But, original observations of these deep-water urchins were made before research submersibles or ROVs were in use. How did scientists back then learn about animals that lurked way beyond the reach of scuba gear?

In 1938 a Danish zoologist, Ole Theodor Jensen Mortensen, described the stomach contents of relatives of A. belli that a trawling ship had brought to the surface. While he was not able to observe the animals alive in their deep habitat, the remarkable observation of plant material inside their bodies led him to propose that some sea urchins were vegetarians. These individuals had apparently fed on plants that had broken off from shallow sea grass beds, or floated down rivers, then drifted down to the deep sea.Drawing of USS Albatross research ship showing its two sailing masts and central smokestack.

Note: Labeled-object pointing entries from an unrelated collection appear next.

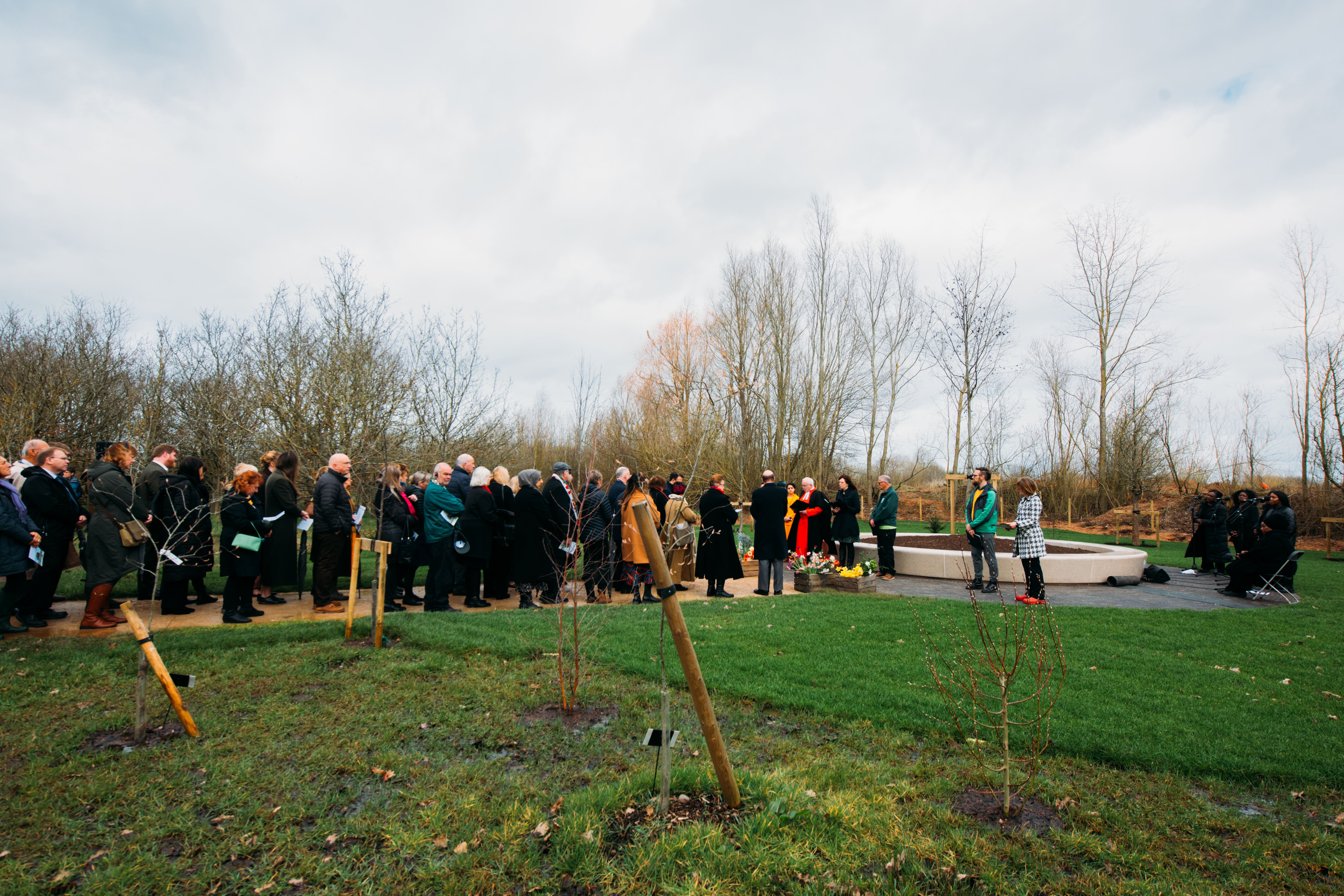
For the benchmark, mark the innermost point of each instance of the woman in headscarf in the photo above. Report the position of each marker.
(638, 570)
(717, 555)
(496, 574)
(530, 565)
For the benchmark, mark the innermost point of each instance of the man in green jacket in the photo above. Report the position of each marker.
(884, 523)
(441, 512)
(983, 520)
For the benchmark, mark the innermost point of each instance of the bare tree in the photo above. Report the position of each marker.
(1118, 287)
(970, 338)
(1307, 303)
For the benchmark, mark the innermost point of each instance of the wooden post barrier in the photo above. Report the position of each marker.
(1327, 520)
(382, 550)
(151, 653)
(686, 653)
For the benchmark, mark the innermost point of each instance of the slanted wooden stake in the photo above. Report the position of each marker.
(151, 655)
(686, 653)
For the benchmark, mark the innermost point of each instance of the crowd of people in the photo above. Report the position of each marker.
(480, 531)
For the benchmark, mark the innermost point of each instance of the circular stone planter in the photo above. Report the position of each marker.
(1093, 568)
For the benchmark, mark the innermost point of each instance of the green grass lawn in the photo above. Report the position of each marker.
(1166, 754)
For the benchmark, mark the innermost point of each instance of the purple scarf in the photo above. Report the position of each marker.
(18, 504)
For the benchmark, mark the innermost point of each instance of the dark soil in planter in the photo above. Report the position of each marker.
(638, 821)
(959, 543)
(127, 738)
(987, 807)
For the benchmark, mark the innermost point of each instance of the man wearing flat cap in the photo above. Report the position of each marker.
(560, 502)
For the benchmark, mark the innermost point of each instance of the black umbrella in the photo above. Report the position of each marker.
(303, 562)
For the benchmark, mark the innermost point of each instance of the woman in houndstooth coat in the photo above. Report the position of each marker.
(1030, 545)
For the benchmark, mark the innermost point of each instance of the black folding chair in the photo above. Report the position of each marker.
(1275, 585)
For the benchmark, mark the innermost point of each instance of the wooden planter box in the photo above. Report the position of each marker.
(862, 584)
(807, 582)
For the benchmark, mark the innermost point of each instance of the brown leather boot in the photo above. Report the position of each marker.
(96, 606)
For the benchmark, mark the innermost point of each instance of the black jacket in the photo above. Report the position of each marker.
(847, 507)
(240, 514)
(533, 530)
(52, 507)
(331, 504)
(182, 512)
(595, 514)
(479, 522)
(717, 555)
(769, 504)
(1210, 539)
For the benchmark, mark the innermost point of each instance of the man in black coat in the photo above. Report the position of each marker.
(1210, 539)
(162, 461)
(613, 502)
(57, 516)
(333, 524)
(565, 515)
(459, 484)
(769, 506)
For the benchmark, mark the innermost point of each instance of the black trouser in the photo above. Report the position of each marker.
(1035, 579)
(330, 549)
(238, 593)
(886, 555)
(174, 596)
(496, 574)
(439, 584)
(596, 568)
(46, 579)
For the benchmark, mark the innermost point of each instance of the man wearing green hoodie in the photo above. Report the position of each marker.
(441, 512)
(983, 520)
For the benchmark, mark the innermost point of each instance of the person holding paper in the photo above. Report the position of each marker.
(243, 533)
(333, 524)
(181, 511)
(280, 551)
(443, 510)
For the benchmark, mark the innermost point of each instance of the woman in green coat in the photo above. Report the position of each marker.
(112, 500)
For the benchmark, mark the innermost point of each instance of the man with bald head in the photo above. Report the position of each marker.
(333, 524)
(31, 449)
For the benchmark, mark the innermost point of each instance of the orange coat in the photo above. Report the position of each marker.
(632, 546)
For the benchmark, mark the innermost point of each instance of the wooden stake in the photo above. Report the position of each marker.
(142, 699)
(686, 653)
(354, 582)
(151, 655)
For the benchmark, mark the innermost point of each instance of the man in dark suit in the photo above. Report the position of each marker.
(162, 461)
(771, 546)
(56, 514)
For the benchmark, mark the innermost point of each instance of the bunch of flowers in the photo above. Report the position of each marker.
(812, 563)
(858, 570)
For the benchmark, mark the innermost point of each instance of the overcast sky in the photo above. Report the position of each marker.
(552, 163)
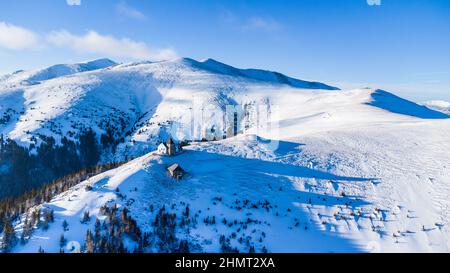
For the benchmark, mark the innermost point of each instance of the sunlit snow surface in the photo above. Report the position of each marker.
(362, 170)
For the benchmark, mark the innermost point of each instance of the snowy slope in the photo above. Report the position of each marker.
(382, 188)
(136, 99)
(313, 169)
(439, 105)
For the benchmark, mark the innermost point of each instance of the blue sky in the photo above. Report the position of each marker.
(399, 45)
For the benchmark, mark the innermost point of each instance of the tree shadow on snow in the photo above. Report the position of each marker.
(278, 183)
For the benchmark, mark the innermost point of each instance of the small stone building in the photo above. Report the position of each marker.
(169, 148)
(176, 171)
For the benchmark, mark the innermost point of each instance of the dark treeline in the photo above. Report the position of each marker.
(26, 168)
(12, 208)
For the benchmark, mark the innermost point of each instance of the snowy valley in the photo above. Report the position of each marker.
(272, 163)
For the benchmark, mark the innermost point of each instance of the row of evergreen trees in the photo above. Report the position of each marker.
(12, 208)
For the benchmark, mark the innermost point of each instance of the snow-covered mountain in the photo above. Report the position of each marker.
(312, 168)
(439, 105)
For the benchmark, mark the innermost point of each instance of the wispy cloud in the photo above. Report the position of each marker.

Decades later, Mortensen’s discovery was confirmed by other scientists, including Smithsonian Zoologist Dave Pawson, who found sea grass in specimens of A. belli. The specimens are from the historic US Fish Commission Steamer Albatross, the first dedicated U.S. ocean research ship, which made expeditions from 1883-1921. Trawling with long nets for months, the Albatross collected millions of specimens, often from great depths. Aboard the Albatross in 1906 was a young Austin Clark, the ship's lead naturalist. Among the animals Austin catalogued were hundreds of species of sea urchins and relatives that greatly expanded the echinoderm collection at the Smithsonian’s “U.S. National Museum.”  

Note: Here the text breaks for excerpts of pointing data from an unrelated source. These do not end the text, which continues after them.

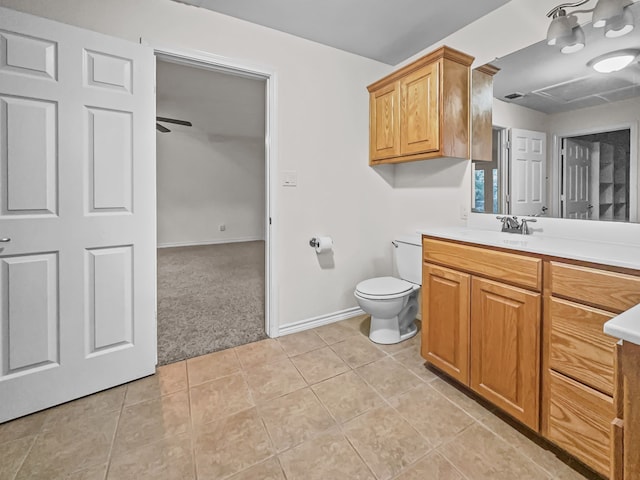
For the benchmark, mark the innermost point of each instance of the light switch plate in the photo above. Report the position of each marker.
(289, 178)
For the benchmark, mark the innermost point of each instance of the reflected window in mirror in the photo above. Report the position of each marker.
(489, 178)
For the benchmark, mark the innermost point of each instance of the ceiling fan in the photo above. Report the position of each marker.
(163, 129)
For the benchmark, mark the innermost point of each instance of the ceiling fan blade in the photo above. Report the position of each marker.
(162, 128)
(173, 120)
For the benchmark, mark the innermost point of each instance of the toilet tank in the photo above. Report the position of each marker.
(408, 253)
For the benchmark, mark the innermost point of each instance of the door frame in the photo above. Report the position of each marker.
(232, 66)
(555, 179)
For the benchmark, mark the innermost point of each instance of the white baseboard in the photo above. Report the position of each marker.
(319, 321)
(210, 242)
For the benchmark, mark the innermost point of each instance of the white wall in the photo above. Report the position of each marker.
(322, 134)
(204, 181)
(509, 115)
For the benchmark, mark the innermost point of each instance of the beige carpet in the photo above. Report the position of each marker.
(210, 298)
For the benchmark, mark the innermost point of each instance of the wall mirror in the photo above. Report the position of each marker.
(565, 137)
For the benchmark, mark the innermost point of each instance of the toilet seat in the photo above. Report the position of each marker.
(384, 288)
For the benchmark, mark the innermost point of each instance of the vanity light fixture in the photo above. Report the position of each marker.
(614, 61)
(614, 15)
(565, 32)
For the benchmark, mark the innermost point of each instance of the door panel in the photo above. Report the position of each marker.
(385, 122)
(29, 55)
(28, 163)
(419, 130)
(29, 286)
(446, 320)
(77, 196)
(577, 178)
(110, 309)
(505, 348)
(527, 172)
(110, 160)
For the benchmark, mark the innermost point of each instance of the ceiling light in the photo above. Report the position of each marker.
(607, 11)
(614, 15)
(620, 25)
(565, 32)
(574, 43)
(613, 61)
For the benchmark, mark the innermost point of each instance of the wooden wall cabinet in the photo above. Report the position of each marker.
(479, 329)
(482, 112)
(422, 110)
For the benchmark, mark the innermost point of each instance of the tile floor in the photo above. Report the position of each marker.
(321, 404)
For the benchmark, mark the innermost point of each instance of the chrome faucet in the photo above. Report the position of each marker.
(512, 225)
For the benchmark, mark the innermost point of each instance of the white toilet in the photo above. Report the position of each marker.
(393, 302)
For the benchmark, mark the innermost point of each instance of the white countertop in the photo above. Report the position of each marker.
(606, 253)
(625, 326)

Echinoderms also include sea stars, sea cucumbers, brittle stars, and crinoids. Their diverse body shapes reflect the range of marine habitats they occupy, from shallow reefs to deep ocean bottom. While sea urchins do justice to the name (echino = “spiny”; derm = “skin”), other echinoderms may be soft, smooth, feathery, or bumpy. What they all have in common is a body with five-part symmetry, obvious in a five-armed sea star but hidden under the skin of a sea cucumber. Austin Clark, in his later work at the U.S. National Museum, described nearly 500 new species of echinoderms. 

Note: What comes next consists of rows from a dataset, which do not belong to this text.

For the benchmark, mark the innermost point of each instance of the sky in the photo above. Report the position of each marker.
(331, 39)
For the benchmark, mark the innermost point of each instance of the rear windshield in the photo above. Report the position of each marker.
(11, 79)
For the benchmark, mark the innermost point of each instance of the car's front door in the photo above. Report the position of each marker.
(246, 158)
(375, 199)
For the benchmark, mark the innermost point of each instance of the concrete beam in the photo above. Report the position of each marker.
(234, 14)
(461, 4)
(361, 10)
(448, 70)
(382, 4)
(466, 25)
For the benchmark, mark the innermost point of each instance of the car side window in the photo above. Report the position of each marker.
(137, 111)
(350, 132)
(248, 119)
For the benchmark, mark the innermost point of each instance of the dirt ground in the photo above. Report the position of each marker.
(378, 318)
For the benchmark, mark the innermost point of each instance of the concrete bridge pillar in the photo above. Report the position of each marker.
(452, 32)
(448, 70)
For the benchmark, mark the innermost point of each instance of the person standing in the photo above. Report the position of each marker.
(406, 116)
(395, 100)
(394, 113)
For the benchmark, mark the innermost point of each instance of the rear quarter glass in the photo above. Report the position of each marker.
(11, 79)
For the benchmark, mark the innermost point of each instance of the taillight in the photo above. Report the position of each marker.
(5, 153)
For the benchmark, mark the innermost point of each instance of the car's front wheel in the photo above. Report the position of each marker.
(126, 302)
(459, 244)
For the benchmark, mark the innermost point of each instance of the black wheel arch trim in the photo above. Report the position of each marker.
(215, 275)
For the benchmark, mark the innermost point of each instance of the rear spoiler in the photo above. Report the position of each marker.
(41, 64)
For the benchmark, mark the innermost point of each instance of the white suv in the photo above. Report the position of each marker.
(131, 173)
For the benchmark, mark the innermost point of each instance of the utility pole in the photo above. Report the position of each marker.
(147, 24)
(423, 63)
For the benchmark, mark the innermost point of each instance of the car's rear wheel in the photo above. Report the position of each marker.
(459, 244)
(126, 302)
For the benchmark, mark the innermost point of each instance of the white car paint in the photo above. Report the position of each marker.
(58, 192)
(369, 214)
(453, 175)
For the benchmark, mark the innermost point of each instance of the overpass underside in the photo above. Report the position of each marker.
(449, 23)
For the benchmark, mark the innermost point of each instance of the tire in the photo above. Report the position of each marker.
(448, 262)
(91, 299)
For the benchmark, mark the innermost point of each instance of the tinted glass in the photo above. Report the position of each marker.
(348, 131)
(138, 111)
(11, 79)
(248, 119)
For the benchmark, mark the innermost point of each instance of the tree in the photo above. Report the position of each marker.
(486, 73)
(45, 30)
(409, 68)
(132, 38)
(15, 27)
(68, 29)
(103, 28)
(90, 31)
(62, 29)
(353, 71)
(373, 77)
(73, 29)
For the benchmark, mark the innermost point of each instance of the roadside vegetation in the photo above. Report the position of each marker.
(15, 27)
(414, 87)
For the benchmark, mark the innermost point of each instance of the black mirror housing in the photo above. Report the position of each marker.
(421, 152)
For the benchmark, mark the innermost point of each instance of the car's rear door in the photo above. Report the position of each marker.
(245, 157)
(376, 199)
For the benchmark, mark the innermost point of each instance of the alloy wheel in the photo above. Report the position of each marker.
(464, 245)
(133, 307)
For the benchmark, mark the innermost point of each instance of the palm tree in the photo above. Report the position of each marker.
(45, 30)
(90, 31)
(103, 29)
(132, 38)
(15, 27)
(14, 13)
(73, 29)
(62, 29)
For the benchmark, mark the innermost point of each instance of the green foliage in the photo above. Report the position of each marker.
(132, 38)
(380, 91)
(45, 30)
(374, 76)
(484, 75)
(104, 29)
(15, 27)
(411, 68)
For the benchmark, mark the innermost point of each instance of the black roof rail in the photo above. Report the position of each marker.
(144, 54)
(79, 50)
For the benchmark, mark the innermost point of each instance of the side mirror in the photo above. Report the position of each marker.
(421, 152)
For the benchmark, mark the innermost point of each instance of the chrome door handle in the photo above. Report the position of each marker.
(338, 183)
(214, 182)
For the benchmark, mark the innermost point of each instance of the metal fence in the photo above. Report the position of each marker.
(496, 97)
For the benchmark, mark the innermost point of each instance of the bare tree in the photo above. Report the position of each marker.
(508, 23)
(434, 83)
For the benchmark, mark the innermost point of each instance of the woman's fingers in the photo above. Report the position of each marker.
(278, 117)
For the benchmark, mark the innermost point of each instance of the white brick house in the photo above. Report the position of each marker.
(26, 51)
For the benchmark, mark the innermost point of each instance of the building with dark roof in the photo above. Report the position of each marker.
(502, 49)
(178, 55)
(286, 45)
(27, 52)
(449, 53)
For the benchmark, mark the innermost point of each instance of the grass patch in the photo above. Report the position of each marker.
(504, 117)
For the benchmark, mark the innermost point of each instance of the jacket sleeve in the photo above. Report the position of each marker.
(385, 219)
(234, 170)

Today, scientists continue to study echinoderms, probing mysteries about their life histories. Zoologist Dave Pawson, at what is now called the National Museum of Natural History, combines data from museum specimens, research at sea, and observations of live animals to see what echinoderms reveal about life in the deep sea and its connection to shallow-water habitats. Learn more about his discoveries in a "Smithsonian Science How" webcast video. During “A Century of Discovery of Sea Urchins and Relatives,” Dave will take you on a historical research journey. You can also get teaching resources to use with the webcast.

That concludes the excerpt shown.